Der Titel des Buches spiegelt den Inhalt nur in bescheidenem Maße wider. Ein „Video Guide“ wäre er in dieser schnelllebigen Zeit ohnehin sofort veraltet. Doch das Buch bietet unendlich mehr, als schlichte Hinweise auf Veröffentlichungen im VHS- oder DVD-Format. Mit American International Pictures bestand seit 1954 eine unter dem Namen American Releasing Company gegründete Produktions- und Vertriebsfirma, die bis zu ihrem Verkauf an Filmways, Inc. 1979 bestand.
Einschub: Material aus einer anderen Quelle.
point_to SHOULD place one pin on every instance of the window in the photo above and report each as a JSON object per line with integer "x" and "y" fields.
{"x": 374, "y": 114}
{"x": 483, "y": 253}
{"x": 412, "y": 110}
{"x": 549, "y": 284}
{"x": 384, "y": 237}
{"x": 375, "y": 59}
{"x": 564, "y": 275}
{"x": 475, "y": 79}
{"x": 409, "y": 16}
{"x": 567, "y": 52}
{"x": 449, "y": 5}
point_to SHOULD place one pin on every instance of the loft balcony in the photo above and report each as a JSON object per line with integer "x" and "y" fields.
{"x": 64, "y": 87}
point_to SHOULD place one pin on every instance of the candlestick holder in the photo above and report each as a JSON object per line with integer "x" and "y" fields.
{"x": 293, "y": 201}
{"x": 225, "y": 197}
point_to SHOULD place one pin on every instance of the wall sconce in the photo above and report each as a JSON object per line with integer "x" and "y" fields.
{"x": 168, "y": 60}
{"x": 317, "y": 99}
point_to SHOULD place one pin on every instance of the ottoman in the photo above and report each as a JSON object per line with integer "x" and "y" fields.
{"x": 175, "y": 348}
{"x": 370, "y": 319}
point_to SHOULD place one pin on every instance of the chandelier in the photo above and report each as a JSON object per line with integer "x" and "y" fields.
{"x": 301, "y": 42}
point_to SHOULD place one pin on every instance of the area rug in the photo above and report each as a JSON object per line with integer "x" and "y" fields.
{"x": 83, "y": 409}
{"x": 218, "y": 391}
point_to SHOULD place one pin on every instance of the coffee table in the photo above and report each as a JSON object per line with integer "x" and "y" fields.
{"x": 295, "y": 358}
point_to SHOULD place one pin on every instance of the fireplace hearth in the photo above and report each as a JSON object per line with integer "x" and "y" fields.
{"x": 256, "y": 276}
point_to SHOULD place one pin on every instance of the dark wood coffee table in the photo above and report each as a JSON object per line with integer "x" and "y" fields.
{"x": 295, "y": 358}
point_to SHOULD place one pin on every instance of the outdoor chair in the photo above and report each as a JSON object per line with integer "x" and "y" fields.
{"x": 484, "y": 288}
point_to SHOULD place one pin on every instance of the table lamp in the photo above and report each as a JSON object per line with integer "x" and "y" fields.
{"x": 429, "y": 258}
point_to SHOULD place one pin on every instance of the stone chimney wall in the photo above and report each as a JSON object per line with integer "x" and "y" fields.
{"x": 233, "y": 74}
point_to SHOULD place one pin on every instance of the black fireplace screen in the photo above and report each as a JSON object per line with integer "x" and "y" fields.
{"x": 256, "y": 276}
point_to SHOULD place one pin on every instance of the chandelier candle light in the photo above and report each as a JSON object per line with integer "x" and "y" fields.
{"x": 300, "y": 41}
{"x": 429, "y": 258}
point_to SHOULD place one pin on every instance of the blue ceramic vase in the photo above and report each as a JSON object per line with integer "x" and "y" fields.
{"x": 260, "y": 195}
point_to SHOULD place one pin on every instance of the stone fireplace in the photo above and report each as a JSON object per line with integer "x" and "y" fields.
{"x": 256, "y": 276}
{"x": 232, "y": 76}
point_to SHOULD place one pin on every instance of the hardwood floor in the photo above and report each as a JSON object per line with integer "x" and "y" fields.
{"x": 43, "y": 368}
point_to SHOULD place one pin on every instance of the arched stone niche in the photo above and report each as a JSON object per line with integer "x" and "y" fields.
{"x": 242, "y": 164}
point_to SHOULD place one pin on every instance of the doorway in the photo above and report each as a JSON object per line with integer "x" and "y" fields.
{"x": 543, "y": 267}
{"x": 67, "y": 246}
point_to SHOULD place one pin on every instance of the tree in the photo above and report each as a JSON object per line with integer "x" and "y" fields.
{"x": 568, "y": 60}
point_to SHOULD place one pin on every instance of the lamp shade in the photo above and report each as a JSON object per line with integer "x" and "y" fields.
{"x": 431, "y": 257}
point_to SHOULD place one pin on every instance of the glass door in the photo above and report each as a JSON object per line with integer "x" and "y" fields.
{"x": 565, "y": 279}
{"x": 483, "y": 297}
AIP trat in Konkurrenz zu den etablierten Hollywood-Studios wie MGM oder Paramount an, und zwar mit niedrigen Budgets. Nichtsdestotrotz konnte sie erfolgreiche Filme in die Kinos bringen. AIP zielte auf ein jugendliches Publikum, und produzierte zu einem großen Teil Horror-, Kriegs- und Kriminalfilme. Allerdings gab es auch Western, wie beispielsweise „Fünf Revolver gehen nach Westen“ („Five Guns West“, 1955) mit John Lund, „Sonntag sollst Du sterben“ („Gunslinger“, 1956) mit Beverly Garland, oder „Kalifornische Rache“ („California“, 1963) mit Jock Mahoney. Aber die größten Gewinne fuhr AIP mit der Reihe der Beach Movies ein. Hier spielten jedesmal in mehr oder weniger gleichen Rollen Frankie Avalon und Annette Funicello mit. Der erfolgreiche Start mit „Beach Party“ (1963) führte bei AIP bis 1966 zu einer Welle solcher Streifen, insgesamt ein Dutzend, mit ähnlichen Titeln wie „Beach Blanket Bingo“, „Bikini Beach“, usw. Das vorliegende Buch behandelt alle AIP-Produktionen oder von AIP vertriebenen Filme, von denen bei Drucklegung VHS- oder DVD-Ausgaben existierten. Zu jedem alphabetisch nach Titel geordneten Eintrag gibt es die üblichen Filmdaten samt kurzen Darstellerlisten, Monat und Jahr des Erscheinens, den Hinweis ob s/w oder farbig gefilmt, und eine kurze Beschreibung des Mediums. Damit nicht genug – es folgt jeweils die Inhaltsangabe zum Streifen, meistens verpackt in weitere Informationen zur Produktion und zu den Mitwirkenden. Bei einigen Filmen stehen auch die in der Handlung enthaltenen Songs aufgeführt, und bei anderen schließt der Eintrag mit einer Kurzkritik aus „Hollywood Reporter“ oder ähnlichen Publikationen. Einem Großteil der Filme spendierte der Autor zusätzlich eine s/w-Abbildung.